In the audition exercise, four actresses were given the same scene, and had to go onstage one-by-one, and read that scene with another classmate (the same as they would with a casting director).  The actresses were not allowed to watch one another audition.  Luckily, I was part of the "audience" and I got to watch, because I learned a lot.

Because we are all classmates, I am familiar with the work of all four actresses, and none of them are slouches.  Each actress gave a very different audition from the others, with no overlap at all.  One, however, was not right for the role casting-wise.  She was too "mature" (and not just in age) for the role.  She had gravitas where the role demanded lightness.  Not a bad actress - just not right for THIS role.  So that leaves 3.  One actress was right for it, but her performance was just "ok," and she didn't drop the character when she left the room (nor say "thank you"), so it made her either appear green or like she wasn't happy with her audition.  So that leaves 2 actresses with a viable shot for the role.
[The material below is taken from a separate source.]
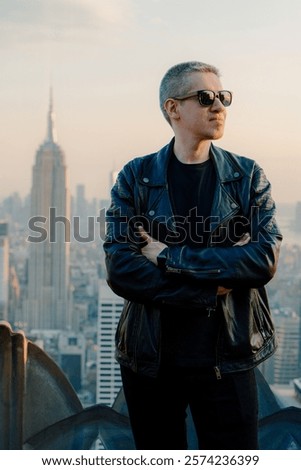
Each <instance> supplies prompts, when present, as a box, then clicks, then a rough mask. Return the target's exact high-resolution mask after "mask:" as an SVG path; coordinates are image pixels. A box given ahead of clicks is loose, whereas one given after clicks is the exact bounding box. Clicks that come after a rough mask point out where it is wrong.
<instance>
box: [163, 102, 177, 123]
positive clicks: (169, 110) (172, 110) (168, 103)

These 2 actresses both happened to be blonde, which was funny, given the stereotype of blonde actresses only being picked for their looks - and both are really talented, and right for the role for reasons that had nothing to do with hair color.  One actress came in like a whirlwind, took command of the room and took the audience on a journey with her - she was phenomenal... until she got to the part where her character was upset and she started speaking in a voice so shrill for so long that I couldn't wait for the scene to end.
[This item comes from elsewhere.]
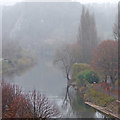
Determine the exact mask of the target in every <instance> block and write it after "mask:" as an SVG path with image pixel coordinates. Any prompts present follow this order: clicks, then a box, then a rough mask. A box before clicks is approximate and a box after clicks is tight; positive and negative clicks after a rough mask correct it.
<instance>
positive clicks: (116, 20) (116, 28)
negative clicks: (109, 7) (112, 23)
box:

The other actress had a more grounded approach - honest, real-world, and relatable.  I connected with her portrayal instantly, but she seemed to be having some problems with the script because she kept pausing when the words most needed to fly, and it was distracting.

These 2 actresses would get callbacks.  Not because the others are bad actresses, not because these two are blonde, but because they have the best shot at bringing that character to life.  At the callback, they would be expected to have the scene memorized, deeper choices made, and be closer to what an actual performance would look like.
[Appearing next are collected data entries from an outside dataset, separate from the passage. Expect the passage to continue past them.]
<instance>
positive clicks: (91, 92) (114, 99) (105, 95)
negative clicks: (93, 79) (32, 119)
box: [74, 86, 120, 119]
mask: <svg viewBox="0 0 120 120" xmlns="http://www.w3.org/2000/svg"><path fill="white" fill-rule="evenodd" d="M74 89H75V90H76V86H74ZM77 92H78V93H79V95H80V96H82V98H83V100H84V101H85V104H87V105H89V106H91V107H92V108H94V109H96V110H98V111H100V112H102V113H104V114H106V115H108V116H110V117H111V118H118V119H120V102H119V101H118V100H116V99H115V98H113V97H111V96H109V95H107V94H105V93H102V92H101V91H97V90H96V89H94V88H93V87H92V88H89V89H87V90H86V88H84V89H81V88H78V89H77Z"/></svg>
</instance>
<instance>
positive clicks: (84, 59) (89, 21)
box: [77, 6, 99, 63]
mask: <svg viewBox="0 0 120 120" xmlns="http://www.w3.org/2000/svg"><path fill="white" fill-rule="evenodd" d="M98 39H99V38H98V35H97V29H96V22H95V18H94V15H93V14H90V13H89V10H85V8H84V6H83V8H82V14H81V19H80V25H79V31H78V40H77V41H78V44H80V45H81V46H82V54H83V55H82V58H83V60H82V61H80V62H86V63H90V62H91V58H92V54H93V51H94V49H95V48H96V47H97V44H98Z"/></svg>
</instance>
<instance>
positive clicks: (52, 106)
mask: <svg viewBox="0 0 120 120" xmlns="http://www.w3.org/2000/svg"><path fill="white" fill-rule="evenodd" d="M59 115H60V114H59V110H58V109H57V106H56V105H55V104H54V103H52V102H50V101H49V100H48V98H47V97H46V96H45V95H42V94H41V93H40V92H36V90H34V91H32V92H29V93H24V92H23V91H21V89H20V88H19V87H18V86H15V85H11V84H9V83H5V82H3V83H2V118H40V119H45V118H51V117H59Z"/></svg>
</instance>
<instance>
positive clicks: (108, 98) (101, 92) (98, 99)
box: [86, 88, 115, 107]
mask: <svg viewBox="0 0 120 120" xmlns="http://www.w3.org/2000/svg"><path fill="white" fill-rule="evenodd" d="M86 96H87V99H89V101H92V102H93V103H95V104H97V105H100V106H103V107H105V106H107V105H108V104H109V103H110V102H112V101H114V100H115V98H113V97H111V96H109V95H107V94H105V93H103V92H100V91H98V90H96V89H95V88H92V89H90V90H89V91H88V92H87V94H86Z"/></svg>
As the third actress auditioning walked out onto the stage, I stifled a groan - I had seen this (long-ish) scene twice already, and I didn't really want to see it again.  How, then, must casting personnel feel when they watch actor after actor come in and do the same scene over and over again?  It showed me that if I audition without making the scene my own or "elevating" it, casting is going to be bored, I'm not going to get the job, and thy probably won't even remember me.

This was reinforcement of some things:

  • It's important to respect the text, but equally important to be true to who you are.  If the audition calls for an "orange" and you are a "banana," you won't fool anyone into thinking that you're an orange.  Just be the best gosh-durned banana that you can.  If you're brilliant, when they need a banana, guess who they'll call?
  • Be professional: You have been invited to audition.  Say "hello," "thank you," and "good bye" where appropriate no matter how your audition goes.
  • Be prepared (part of being professional) Ok, you're talented, but so is almost everyone else at this level.  You can't go in and "wing it" if others have prepared.  You will look under-prepared, and piss off casting.
  • Do not bring your personal issues into the room with you.  In fact, don't even bring them into the building.  They'll be right where you left them.
  • Audition, process your audition quickly (think about it, write about it - whatever you do), then let it go.  You can't change what you did, and your booking or not booking the job is out of your hands.